Christopher Nicholas Smith (born June 20) is an American television and film actor. He is known for playing Dennis in the 2011 horror movie Paranormal Activity 3. He played Josh Merit in the 2017 romantic comedy film Non-Transferable.

Life and career
Smith was born in Rockville Centre, New York. He starred as Potiphar in the Chaminade High School production of Joseph and the Amazing Technicolor Dreamcoat. He attended the NYU's Tisch School of the Arts and trained at the Atlantic Theater Company Acting School in New York City. Smith is the founder, head writer and principal performer of the sketch comedy troupe Harvard Sailing Team.

Smith's first real acting gig was in a short movie produced by Tisch School of the Arts titled I Killed Zoe Day. He had a small role in the drama, Little Children.

He made his television debut in 2009 in the third-season of 30 Rock in an episode titled "Goodbye, My Friend", where he played Tim. He later joined ESPN's Mayne Street, a web comedy series starring sports journalist Kenny Mayne. He made guest appearances on The Office, The Mindy Project and How I Met Your Mother.

In 2011, he was cast in the Paranormal Activity 3. He was also cast in the political thriller The Reluctant Fundamentalist. In 2013, he appeared in the film Enough Said.

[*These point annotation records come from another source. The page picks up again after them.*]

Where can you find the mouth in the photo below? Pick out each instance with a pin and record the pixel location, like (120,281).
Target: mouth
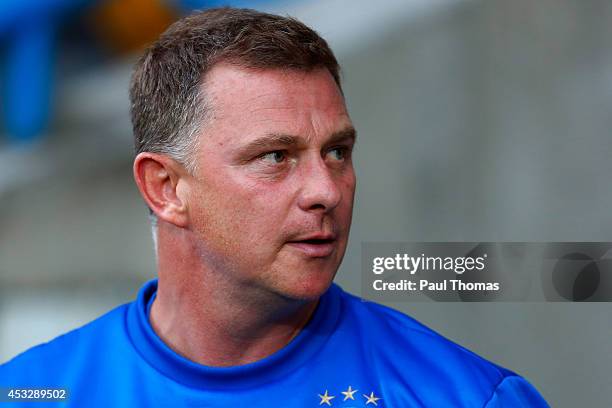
(315,247)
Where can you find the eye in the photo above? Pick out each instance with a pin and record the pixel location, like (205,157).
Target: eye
(277,156)
(339,153)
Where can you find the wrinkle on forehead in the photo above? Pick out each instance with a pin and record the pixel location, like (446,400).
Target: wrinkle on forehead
(246,101)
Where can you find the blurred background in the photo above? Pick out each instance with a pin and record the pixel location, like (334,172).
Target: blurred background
(478,121)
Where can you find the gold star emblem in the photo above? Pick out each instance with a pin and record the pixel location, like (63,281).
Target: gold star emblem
(326,399)
(371,399)
(348,394)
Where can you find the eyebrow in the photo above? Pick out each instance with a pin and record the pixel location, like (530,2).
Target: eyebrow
(274,140)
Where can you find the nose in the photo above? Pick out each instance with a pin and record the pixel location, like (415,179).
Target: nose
(320,190)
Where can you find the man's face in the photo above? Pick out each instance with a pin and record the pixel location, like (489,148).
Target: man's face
(272,198)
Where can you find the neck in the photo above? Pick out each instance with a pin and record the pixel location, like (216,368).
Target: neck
(216,322)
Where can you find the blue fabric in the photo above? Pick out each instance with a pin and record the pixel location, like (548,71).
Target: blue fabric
(386,358)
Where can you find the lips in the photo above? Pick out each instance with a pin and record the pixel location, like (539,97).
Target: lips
(315,246)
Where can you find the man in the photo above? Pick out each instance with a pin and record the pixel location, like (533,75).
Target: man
(244,148)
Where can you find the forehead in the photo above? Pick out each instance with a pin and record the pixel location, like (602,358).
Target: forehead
(247,102)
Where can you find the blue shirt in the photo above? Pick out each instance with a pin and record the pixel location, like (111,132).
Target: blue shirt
(350,354)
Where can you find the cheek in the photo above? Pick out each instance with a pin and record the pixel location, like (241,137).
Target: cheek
(240,212)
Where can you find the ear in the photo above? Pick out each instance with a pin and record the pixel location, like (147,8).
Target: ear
(158,178)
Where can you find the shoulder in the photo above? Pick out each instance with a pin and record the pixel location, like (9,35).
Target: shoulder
(51,362)
(434,368)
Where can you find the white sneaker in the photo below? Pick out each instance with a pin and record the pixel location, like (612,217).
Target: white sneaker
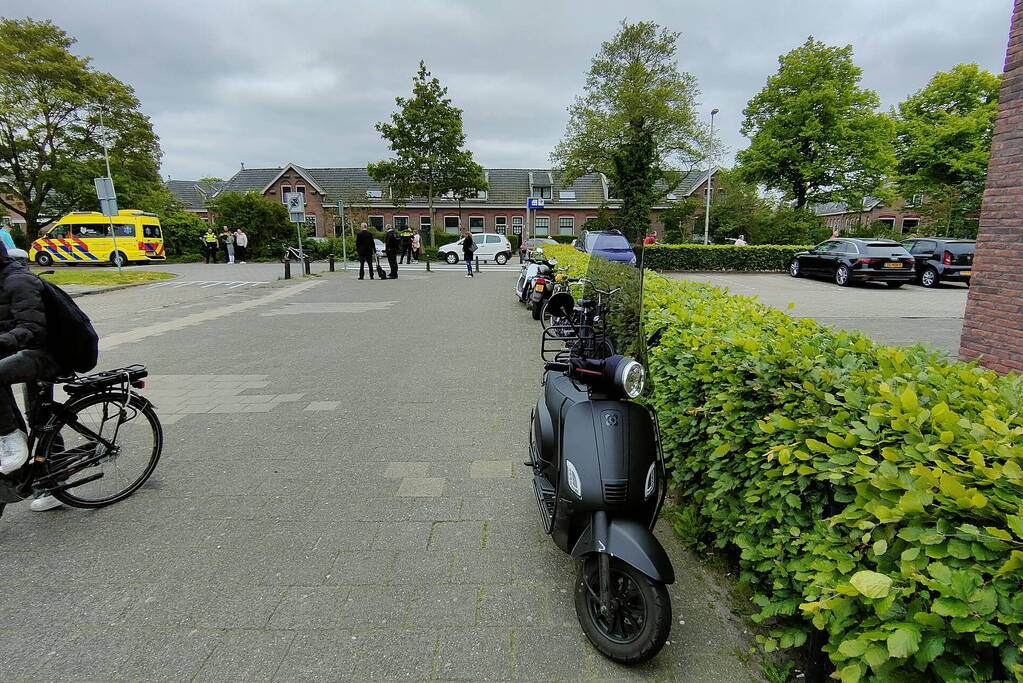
(13,451)
(44,503)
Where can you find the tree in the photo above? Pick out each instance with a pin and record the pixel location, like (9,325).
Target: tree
(264,220)
(51,102)
(634,123)
(814,133)
(427,138)
(943,143)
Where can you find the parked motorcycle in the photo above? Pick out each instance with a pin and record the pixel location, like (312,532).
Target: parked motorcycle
(598,471)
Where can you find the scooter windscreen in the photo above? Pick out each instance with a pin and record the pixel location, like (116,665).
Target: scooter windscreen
(614,285)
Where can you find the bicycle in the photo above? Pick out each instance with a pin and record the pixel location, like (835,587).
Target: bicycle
(103,424)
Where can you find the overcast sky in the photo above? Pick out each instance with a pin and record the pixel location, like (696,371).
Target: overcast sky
(264,83)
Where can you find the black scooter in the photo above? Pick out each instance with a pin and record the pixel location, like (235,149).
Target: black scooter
(598,472)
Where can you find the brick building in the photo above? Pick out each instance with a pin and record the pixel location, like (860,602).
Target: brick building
(992,330)
(901,215)
(501,209)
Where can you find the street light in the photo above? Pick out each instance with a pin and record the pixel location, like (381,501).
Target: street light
(709,173)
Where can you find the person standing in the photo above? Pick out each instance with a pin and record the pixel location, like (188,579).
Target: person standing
(468,247)
(416,244)
(210,244)
(391,246)
(240,244)
(227,242)
(365,247)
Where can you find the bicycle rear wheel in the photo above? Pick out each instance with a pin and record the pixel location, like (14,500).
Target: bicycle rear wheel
(77,448)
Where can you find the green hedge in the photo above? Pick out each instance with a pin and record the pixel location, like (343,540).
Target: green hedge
(873,493)
(719,257)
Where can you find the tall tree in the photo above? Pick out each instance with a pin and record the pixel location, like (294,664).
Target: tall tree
(944,140)
(50,135)
(814,133)
(634,123)
(427,138)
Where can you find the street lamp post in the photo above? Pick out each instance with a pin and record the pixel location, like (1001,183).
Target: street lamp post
(710,161)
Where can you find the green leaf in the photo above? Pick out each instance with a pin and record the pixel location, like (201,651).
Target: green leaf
(872,584)
(903,642)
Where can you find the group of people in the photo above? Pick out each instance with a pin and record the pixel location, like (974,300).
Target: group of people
(398,247)
(231,243)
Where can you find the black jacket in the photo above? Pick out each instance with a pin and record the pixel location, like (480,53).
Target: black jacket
(391,243)
(364,244)
(23,314)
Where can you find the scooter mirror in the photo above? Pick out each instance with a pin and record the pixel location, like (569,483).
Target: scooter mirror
(561,305)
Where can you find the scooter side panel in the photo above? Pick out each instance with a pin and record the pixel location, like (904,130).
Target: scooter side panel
(632,543)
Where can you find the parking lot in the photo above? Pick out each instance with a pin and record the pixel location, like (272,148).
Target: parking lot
(899,317)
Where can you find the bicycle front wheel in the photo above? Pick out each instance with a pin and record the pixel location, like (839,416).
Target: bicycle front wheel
(113,435)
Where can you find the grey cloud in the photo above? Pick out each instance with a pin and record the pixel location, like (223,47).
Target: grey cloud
(269,82)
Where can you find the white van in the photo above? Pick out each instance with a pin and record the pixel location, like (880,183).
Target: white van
(491,247)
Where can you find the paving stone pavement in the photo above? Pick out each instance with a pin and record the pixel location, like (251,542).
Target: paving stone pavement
(341,497)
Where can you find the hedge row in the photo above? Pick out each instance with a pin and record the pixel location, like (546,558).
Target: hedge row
(719,257)
(873,493)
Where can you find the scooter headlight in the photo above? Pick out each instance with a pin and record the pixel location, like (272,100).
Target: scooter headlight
(631,377)
(651,488)
(574,482)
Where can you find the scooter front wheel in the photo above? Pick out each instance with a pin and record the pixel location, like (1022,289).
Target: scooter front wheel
(636,623)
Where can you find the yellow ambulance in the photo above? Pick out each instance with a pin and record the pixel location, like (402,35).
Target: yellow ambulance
(84,236)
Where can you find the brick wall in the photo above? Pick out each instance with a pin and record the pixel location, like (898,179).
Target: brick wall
(992,330)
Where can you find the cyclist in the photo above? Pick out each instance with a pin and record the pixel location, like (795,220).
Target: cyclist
(23,358)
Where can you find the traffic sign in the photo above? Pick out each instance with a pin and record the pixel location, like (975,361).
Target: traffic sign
(296,207)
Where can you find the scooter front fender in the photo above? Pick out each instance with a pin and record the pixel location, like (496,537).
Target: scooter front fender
(630,542)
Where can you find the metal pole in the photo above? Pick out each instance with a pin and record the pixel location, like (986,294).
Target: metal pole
(710,158)
(106,157)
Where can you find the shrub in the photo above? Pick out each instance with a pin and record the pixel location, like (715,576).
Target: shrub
(719,257)
(873,493)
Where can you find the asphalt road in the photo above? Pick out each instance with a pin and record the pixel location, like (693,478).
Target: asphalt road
(341,497)
(898,317)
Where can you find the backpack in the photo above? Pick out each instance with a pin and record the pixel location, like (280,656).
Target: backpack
(70,334)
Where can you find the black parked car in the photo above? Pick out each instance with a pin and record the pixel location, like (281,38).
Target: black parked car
(941,259)
(847,260)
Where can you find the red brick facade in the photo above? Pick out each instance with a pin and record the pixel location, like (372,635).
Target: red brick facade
(993,328)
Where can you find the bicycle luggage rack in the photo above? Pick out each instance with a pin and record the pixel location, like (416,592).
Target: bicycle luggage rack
(131,374)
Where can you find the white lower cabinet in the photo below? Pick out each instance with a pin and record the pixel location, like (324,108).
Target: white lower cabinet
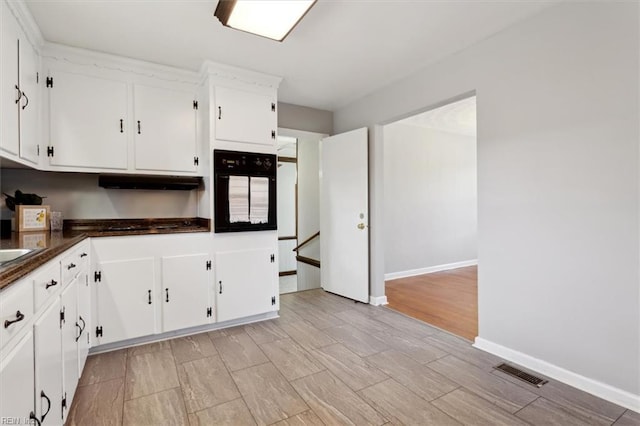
(150,284)
(46,345)
(84,318)
(16,382)
(70,332)
(246,283)
(185,291)
(47,332)
(126,299)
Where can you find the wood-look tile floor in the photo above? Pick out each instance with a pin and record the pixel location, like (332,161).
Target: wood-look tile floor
(326,360)
(447,299)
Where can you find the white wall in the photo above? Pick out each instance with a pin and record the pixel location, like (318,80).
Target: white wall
(78,196)
(430,203)
(558,193)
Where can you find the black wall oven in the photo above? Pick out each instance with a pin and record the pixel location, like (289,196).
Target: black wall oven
(245,191)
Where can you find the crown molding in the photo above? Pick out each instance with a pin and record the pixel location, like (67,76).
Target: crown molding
(90,58)
(223,72)
(25,19)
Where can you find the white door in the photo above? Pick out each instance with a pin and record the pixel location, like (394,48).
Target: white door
(48,352)
(344,231)
(88,121)
(164,129)
(185,291)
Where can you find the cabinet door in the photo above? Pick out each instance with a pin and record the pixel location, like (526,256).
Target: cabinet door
(185,291)
(242,116)
(48,360)
(84,120)
(125,299)
(30,103)
(165,129)
(16,382)
(10,93)
(84,318)
(70,331)
(245,283)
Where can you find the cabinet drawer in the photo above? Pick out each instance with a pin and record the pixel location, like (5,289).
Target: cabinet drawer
(46,282)
(16,309)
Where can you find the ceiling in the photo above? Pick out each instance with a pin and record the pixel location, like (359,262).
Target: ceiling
(340,52)
(457,117)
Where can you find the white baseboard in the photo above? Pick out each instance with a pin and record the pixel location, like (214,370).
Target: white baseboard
(599,389)
(429,270)
(377,300)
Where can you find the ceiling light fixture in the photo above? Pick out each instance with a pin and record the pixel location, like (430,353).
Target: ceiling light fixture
(266,18)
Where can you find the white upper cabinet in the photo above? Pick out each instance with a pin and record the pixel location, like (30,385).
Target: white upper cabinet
(19,108)
(87,121)
(242,116)
(30,103)
(9,76)
(164,129)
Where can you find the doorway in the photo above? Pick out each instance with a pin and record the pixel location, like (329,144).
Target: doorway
(430,211)
(298,209)
(287,183)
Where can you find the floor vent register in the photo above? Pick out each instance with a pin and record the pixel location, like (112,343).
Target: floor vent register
(521,375)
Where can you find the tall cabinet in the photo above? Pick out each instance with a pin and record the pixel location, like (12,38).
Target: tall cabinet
(235,98)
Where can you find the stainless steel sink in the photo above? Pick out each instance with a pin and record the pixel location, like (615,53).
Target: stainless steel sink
(9,255)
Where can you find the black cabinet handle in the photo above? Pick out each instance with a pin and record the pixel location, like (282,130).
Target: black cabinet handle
(26,103)
(34,418)
(44,395)
(19,317)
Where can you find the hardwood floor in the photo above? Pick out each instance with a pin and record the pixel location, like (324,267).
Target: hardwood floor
(325,361)
(447,299)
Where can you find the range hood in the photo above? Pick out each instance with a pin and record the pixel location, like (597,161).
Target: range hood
(183,183)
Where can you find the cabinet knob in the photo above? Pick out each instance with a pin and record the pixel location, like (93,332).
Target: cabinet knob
(19,317)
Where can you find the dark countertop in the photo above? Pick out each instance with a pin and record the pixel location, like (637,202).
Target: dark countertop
(51,244)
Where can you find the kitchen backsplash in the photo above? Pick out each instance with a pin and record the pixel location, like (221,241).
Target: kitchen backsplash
(78,196)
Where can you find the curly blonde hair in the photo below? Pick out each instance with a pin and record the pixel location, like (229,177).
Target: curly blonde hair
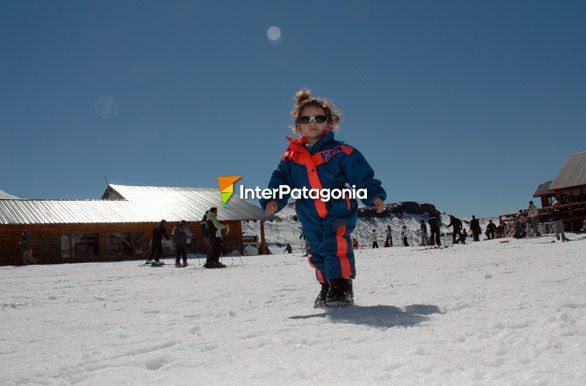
(303,98)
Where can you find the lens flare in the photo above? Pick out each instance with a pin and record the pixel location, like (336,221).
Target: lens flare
(274,34)
(106,107)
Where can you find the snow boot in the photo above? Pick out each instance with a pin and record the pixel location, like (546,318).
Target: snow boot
(340,293)
(320,301)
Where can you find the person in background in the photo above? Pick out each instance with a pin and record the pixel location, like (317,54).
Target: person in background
(404,236)
(374,239)
(389,237)
(423,233)
(533,214)
(434,221)
(203,226)
(26,245)
(159,232)
(475,228)
(288,248)
(558,219)
(457,233)
(463,236)
(490,230)
(181,234)
(215,232)
(520,225)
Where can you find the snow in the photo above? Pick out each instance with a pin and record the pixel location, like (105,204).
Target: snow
(483,313)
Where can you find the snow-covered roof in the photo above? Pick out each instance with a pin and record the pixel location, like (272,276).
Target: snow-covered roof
(127,204)
(572,174)
(7,196)
(543,189)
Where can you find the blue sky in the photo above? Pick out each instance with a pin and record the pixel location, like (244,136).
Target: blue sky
(465,104)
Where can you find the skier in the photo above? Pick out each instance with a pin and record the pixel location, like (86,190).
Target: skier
(475,228)
(318,161)
(423,233)
(159,232)
(373,239)
(26,245)
(205,235)
(181,234)
(533,213)
(404,236)
(463,236)
(389,237)
(558,222)
(490,230)
(305,247)
(457,224)
(215,233)
(434,226)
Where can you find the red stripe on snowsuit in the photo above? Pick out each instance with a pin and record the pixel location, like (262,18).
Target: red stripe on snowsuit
(297,153)
(342,252)
(320,277)
(326,155)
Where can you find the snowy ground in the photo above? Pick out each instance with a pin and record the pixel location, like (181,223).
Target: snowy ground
(486,313)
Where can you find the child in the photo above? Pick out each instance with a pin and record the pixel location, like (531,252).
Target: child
(404,236)
(318,161)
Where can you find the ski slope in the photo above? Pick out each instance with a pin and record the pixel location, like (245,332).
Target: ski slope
(485,313)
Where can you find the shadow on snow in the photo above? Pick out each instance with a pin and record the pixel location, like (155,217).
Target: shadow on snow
(377,316)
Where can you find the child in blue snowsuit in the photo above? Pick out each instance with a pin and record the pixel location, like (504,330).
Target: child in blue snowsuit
(318,161)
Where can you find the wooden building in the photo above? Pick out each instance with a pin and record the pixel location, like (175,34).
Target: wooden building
(569,186)
(116,227)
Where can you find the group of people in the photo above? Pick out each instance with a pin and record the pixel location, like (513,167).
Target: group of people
(212,232)
(527,222)
(389,237)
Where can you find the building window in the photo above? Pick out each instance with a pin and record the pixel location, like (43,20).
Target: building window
(82,245)
(125,244)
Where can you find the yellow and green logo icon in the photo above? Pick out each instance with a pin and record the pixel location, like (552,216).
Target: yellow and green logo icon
(226,184)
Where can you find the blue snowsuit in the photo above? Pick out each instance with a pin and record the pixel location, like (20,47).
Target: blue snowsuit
(327,226)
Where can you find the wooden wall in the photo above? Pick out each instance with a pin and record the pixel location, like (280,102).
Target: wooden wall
(47,240)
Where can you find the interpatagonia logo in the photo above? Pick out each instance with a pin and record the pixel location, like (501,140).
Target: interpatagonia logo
(226,185)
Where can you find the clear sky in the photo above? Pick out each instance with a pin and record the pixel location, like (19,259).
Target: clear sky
(465,104)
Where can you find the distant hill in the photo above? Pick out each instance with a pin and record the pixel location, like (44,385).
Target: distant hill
(408,213)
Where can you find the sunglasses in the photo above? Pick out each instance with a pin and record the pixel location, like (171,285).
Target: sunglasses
(305,119)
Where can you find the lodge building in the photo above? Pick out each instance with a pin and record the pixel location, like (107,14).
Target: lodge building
(116,227)
(569,186)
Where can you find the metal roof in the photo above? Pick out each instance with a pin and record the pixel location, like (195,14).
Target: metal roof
(572,174)
(7,196)
(543,189)
(127,204)
(188,204)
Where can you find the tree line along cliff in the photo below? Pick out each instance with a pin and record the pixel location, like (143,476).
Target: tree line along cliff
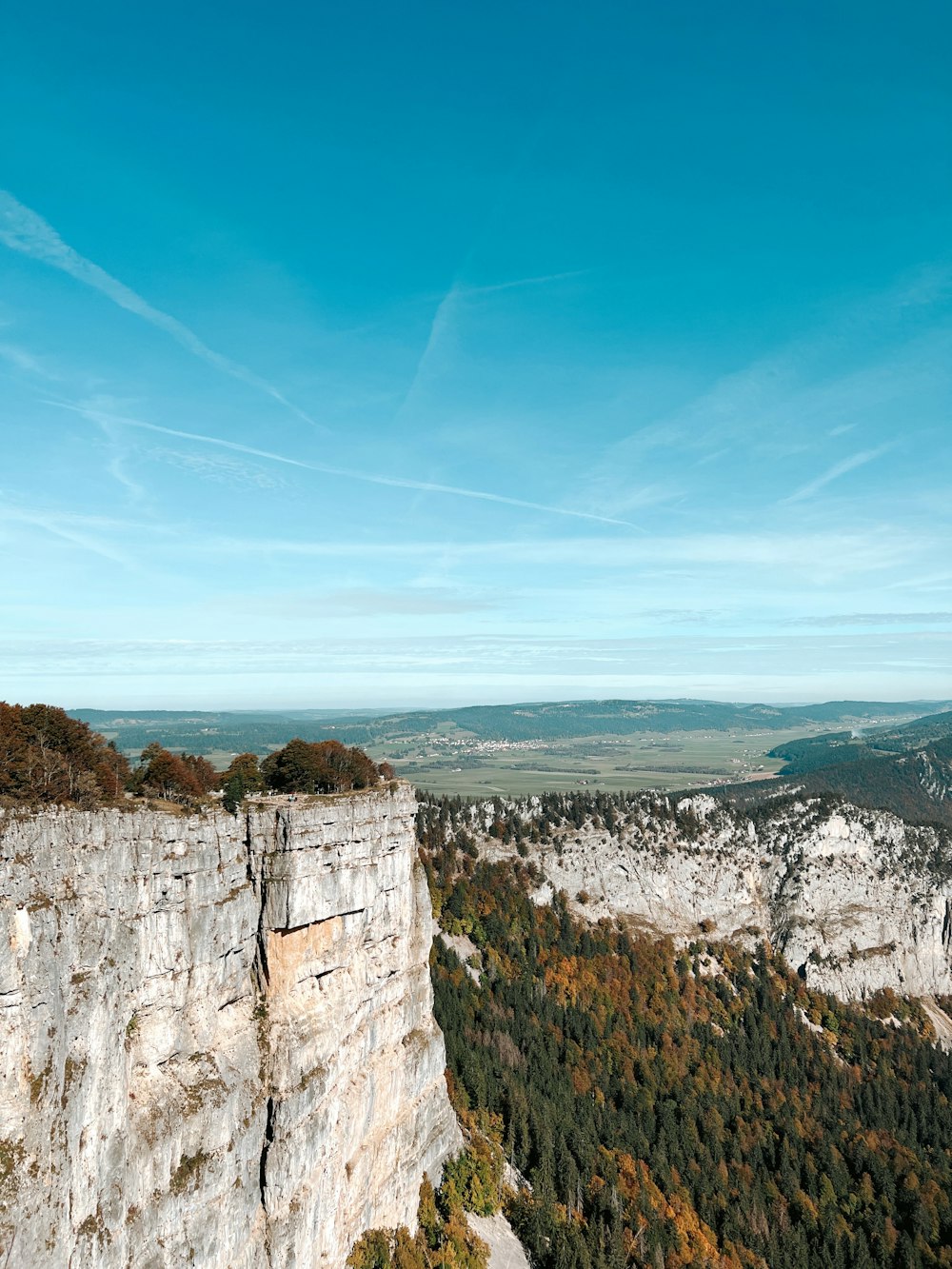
(50,758)
(674,1105)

In 2013, he was cast in a CBS television pilot Ex-Men (renamed to We Are Men) which was then picked to series and cancelled after two episodes.

He is also a member of the Harvard Sailing Team Comedy group.

Filmography

References

External links

Year of birth missing (living people)
Living people
21st-century American male actors
American male film actors
American male television actors
People from Rockville Centre, New York
Male actors from New York (state)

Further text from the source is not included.